Lecz Undine była szybsza. Jej ciało wystrzeliło w dół z niepokojącą gracją; ogon owinął się wokół skały, a ona, w akrobatycznym ruchu, zanurkowała w pustkę. W locie chwyciła dziennik – tuż nad wzburzoną wodą – i jednym, potężnym szarpnięciem wróciła na klif, jakby śmierć nie miała już do niej dostępu.
Stanęła przed Tristanem, uśmiechając się triumfalnie, z bezcennym dziennikiem zamkniętym w śmiercionośnych szponach.
— Myślałeś, że to coś da? — zapytała z pogardą. — Że pozwolę którejkolwiek z waszych nadziei się ziścić?
Szpony zacisnęły się, a dziennik zaczął pękać. Metalowe obejmy i zębatki kruszyły się, zaklęty w środku głos wypływał zielonkawym światłem, a dmący wiatr porywał słowa jego nieżyjących przyjaciół, ich lęki, odkrycia, imiona. Wszystko to unosiło się i znikało, wymazane, jakby nigdy nie istniało. Z prawdziwą satysfakcją obserwowała, jak światło gaśnie w spojrzeniu Tristana, jak ta gorejąca nienawiść znika, a miecz wysuwa się z bezwładnej dłoni, gdy wypala się ten napędzający go, destruktywny ogień.

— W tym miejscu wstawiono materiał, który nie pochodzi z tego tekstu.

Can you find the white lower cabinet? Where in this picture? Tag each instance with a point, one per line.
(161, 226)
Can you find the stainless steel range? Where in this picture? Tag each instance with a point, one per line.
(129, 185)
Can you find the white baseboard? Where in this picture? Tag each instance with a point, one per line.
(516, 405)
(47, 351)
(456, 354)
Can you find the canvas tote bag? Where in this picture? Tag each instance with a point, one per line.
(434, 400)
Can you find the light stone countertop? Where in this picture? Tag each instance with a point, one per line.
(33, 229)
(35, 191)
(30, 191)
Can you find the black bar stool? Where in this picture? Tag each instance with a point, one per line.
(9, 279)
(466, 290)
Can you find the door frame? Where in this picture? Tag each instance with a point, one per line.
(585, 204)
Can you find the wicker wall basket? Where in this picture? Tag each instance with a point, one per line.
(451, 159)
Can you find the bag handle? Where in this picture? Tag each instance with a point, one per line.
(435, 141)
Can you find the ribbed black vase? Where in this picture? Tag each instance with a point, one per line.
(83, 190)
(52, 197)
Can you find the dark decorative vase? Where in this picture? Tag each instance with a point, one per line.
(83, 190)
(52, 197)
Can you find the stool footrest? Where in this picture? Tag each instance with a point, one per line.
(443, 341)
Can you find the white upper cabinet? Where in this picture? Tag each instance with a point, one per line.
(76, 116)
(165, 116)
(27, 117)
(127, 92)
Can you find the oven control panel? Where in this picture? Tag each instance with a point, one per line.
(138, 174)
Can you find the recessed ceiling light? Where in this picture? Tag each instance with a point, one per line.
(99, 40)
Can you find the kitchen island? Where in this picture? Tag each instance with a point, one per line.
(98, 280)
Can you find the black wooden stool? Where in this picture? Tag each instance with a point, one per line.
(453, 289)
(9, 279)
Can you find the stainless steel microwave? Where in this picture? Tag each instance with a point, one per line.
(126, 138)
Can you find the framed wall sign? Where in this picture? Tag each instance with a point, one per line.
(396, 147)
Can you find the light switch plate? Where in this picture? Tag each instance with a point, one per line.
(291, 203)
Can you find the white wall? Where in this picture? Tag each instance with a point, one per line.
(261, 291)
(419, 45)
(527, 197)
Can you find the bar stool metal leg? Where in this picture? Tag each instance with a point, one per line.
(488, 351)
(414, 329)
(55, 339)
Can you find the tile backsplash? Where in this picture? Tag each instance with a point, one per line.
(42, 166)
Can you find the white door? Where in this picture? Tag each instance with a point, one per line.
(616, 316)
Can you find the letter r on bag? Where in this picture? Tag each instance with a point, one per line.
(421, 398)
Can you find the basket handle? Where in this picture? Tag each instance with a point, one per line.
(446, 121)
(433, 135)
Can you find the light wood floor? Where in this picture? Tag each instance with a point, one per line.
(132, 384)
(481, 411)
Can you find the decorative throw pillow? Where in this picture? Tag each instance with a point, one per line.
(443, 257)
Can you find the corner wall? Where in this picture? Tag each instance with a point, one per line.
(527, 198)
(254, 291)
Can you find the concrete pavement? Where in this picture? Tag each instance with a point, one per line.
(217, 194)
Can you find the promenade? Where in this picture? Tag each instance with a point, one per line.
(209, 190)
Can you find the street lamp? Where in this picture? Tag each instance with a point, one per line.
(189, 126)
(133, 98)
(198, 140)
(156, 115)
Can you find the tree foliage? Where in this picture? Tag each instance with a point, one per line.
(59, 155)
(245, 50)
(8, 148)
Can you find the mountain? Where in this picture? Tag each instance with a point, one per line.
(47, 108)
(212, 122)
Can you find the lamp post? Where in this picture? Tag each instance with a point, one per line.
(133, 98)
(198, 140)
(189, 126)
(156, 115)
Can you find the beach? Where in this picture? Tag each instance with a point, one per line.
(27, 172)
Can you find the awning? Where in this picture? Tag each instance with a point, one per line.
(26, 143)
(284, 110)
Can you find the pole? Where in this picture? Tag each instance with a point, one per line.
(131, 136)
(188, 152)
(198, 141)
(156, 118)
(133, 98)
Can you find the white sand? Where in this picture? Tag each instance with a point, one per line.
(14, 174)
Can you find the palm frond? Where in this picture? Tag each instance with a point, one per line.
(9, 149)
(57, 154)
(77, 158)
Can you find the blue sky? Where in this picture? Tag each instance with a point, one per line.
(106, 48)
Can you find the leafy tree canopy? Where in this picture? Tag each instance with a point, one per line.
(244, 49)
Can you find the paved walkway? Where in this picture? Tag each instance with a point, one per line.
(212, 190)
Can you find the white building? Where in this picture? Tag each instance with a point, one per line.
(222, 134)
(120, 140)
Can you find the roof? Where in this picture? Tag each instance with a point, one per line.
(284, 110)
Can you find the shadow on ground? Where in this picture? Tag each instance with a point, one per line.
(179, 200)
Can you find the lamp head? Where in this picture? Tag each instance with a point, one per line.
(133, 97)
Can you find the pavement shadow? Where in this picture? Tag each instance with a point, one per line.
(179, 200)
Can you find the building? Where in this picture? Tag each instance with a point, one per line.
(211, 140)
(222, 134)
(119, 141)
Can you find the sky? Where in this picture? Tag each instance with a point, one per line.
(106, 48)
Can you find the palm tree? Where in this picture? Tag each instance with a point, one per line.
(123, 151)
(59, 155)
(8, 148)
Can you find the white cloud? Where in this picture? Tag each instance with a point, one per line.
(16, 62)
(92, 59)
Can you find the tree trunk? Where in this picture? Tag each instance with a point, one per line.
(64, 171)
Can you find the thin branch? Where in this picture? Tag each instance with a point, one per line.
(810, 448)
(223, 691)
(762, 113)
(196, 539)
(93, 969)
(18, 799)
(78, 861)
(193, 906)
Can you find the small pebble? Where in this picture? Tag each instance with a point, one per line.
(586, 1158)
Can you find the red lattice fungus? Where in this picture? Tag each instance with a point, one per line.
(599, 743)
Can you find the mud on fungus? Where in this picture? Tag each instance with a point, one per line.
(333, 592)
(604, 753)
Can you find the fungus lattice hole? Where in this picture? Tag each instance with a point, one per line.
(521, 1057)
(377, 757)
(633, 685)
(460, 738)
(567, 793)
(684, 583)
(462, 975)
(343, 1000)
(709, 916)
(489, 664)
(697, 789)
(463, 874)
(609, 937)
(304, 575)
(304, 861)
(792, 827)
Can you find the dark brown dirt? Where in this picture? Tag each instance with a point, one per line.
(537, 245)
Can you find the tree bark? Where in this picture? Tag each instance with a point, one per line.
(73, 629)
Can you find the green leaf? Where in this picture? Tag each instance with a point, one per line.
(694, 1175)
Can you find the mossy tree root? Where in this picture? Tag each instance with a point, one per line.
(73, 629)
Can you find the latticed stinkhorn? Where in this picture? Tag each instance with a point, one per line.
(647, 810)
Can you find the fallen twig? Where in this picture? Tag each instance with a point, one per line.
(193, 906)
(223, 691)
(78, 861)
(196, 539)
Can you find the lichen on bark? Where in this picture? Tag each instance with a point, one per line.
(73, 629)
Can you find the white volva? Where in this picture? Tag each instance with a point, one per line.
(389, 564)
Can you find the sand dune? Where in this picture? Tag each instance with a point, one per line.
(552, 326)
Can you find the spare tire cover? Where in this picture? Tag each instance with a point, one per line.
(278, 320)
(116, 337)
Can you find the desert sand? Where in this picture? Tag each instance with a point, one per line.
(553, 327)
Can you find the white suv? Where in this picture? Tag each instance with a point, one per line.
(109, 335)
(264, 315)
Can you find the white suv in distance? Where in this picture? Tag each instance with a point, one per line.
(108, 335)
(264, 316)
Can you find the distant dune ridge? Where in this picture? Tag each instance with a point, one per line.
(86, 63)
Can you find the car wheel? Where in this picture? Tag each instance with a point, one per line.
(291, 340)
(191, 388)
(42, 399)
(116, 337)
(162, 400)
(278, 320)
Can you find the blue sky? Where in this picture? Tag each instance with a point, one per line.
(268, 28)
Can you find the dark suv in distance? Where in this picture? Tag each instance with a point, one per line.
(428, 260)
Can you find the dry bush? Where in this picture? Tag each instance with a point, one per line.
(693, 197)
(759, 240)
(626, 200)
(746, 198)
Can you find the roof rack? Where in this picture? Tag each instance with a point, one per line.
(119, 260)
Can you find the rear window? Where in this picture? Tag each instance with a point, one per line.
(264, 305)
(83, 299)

— Zrobiłem, co mogłem — szepnął.
— Wciąż za mało — syknęła Undine.
Zaatakowała. Jej cios był czysty, bezwzględny, ostateczny. Do ostatniej chwili patrzyła, jak życie wycieka z ciała, jak skóra czernieje, obracając się w zimny kamień. To był koniec opowieści o Ekspedycji 40, kolejnej pozbawionej sensu próbie zabicia Malarki.
Undine odsunęła się, podziwiając swoje dzieło. Zastygłe w agonii ciało pięknie komponowało się z rozciągającym się za nim widokiem, doskonale dopełniało górujący nad światem masyw Monolitu, niczym bezbronna ofiara złożona u stóp bezlitosnej bogini. Wspaniałe ostrzeżenie…
— Dla tych, którzy przyjdą po was — powiedziała Undine, powoli wracając do swej ludzkiej postaci, nim odwróciła się i skierowała w stronę plaży. Już niedługo jej zabawa zacznie się od nowa.